SAFEs and Priced Equity Rounds
Fundraising can pose a challenge to building a startup, especially for early-stage founders, who often face the challenge of securing capital while navigating complex terms and valuation uncertainties. To address these challenges, Y Combinator introduced the Simple Agreement for Future Equity (SAFE), a convertible instrument designed to offer flexibility and simplicity in raising funds. In this article, we explore SAFEs as a popular funding option for startups and compare them with the more traditional Priced Equity Rounds. We delve into the key features, advantages, and considerations of both funding instruments, helping founders make informed decisions based on their company’s valuation stage and growth strategy.
The YCombinator Solution
Simple Agreement for Future Equity (SAFE) as the name implies, is a simple and straightforward agreement whereby the investor provides funding in exchange for a promise from the company to give shares to the investor at a future date when money is raised, usually at the next priced round. The instrument is converted to preferred shares based on the amount the company raises during the next priced round.
It is a type of convertible instrument - an investment that allows founders to get funding from investors while postponing company valuation to a later date when the instrument is converted to equity. SAFEs are quite popular among startups because of their simplicity and flexibility. Some of the other advantages of SAFE asides from postponing the negotiations of the company’s valuation till a later date is that the terms of the agreement are not cumbersome and as such allow for faster completion of the transaction.

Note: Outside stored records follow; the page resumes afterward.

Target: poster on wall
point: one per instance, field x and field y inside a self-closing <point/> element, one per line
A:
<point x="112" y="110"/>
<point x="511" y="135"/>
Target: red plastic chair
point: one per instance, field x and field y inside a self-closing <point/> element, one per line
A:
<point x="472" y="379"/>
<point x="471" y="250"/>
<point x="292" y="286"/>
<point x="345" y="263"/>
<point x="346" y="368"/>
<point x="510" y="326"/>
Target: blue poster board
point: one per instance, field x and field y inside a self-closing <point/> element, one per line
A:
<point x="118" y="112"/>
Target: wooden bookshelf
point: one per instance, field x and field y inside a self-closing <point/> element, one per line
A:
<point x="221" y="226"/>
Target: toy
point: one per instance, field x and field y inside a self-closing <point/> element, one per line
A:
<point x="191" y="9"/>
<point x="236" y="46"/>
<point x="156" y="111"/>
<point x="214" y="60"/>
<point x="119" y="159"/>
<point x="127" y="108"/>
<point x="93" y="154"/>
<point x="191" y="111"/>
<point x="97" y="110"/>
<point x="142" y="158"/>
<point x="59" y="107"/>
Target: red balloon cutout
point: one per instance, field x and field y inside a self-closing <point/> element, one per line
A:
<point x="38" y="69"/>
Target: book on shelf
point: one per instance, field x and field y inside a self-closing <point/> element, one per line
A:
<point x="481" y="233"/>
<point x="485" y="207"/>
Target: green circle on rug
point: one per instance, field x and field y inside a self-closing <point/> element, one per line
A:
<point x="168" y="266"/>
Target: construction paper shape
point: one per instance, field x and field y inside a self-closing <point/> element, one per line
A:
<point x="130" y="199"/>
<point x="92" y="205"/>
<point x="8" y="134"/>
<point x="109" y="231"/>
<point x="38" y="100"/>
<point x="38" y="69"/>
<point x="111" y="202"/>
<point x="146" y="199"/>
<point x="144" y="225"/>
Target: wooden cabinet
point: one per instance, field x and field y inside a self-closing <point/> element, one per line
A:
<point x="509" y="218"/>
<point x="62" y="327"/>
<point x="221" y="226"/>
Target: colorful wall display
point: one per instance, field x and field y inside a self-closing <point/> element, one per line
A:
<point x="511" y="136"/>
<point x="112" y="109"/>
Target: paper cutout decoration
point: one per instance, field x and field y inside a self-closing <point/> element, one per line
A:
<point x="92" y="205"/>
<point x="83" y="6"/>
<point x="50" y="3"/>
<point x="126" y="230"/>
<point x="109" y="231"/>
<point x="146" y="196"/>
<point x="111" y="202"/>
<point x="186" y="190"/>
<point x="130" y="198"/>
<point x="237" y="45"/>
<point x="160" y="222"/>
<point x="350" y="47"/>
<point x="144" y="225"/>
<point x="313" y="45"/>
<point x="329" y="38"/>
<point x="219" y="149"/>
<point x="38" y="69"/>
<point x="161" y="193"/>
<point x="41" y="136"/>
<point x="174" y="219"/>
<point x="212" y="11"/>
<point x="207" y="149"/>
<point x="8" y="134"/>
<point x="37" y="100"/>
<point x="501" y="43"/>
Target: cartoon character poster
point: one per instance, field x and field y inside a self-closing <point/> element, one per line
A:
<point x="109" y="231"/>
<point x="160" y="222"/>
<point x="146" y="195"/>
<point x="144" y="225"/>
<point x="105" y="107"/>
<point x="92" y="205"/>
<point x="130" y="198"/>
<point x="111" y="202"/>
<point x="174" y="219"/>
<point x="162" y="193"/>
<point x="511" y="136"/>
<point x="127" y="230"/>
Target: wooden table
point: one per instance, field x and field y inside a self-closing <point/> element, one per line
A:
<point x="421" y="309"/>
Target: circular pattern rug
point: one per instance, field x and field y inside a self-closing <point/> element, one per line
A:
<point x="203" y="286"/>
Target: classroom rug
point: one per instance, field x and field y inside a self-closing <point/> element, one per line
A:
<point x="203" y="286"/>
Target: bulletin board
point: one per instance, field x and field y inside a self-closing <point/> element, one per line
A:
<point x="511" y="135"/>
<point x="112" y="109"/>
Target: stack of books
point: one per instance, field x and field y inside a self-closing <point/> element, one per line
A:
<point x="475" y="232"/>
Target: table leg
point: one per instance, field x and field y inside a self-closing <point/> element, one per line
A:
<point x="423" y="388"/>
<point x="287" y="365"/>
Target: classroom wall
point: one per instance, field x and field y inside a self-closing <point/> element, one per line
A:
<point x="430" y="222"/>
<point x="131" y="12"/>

To understand what SAFEs are, it is important to know that they are not debts. Compared to convertible notes and other debt forms, SAFEs do not have a maturity date when the fund must be paid back. Investors have to wait till the next priced round (equity-based investment round in which there is a defined pre-money valuation) or any other event stated in the SAFE that triggers conversion such as liquidation, IPO (initial public offer) or acquisition. In the event of liquidation or acquisition before the next priced round, the SAFE is converted to common stock and sold as part of the acquisition. Also, unlike debt, there is no accrued interest rate applied.
A SAFE instrument has 3 major variations - a SAFE with a valuation cap, a discount rate or a Most Favoured Nation (MFN) clause. The constituent present in the agreement determines what type of SAFE it is.
- Valuation cap only - the capitalization sets a limit to the amount the investor will convert its investment against therefore determining the price for the preferred shares in the next priced round regardless of the valuation of the company at that time.
- Discount rate only - a discount is offered on the purchase price of the shares in the next priced round, allowing the investor to convert to more equity per investment amount than other investors coming in at that priced round.
- MFN Clause - the clause gives the SAFE holder the right to choose to convert at the most favourable terms offered. Where the terms offered to the investor(s) in the next priced round are more favourable, the SAFE holder is at liberty to choose between the SAFE terms or terms offered to the new investors.
Let’s Briefly Talk About Priced Equity Rounds
In the simplest terms, priced equity round is an equity-based investment round in which there is a defined pre-money valuation. It is a type of investment where founders sell equity, usually preferred stock/shares, in exchange for funding after the company’s valuation is negotiated and determined.
Unlike SAFEs, more time is required to negotiate the terms of investment. The company valuation is determined and founders know exactly how much of the company they are selling. Furthermore, the sale of preferred stock/shares in exchange for investment means that the investor is given priority over other convertible instrument holders during payouts or liquidation events. In a priced round, the founders also relinquish some control rights such as voting and anti-dilution rights to the investor.
Our Thoughts
Deciding which type of funding instrument to opt for primarily depends on the valuation data available to the founders. Generally, SAFEs offer more time and flexibility for valuation metrics to be developed as the company grows. However, if founders are satisfied with their valuation number, they may opt for priced rounds.
The number of equity founders is willing to give away must be considered. In a priced round, the term sheets are detailed and clear about the amount of equity being sold and the consequent dilution effect. In SAFEs, founders are sometimes not sure of this until the valuation is done and the share price is determined at the future financing date. This may prove extremely dilutive and bad for founder ownership if more SAFEs than required have been issued.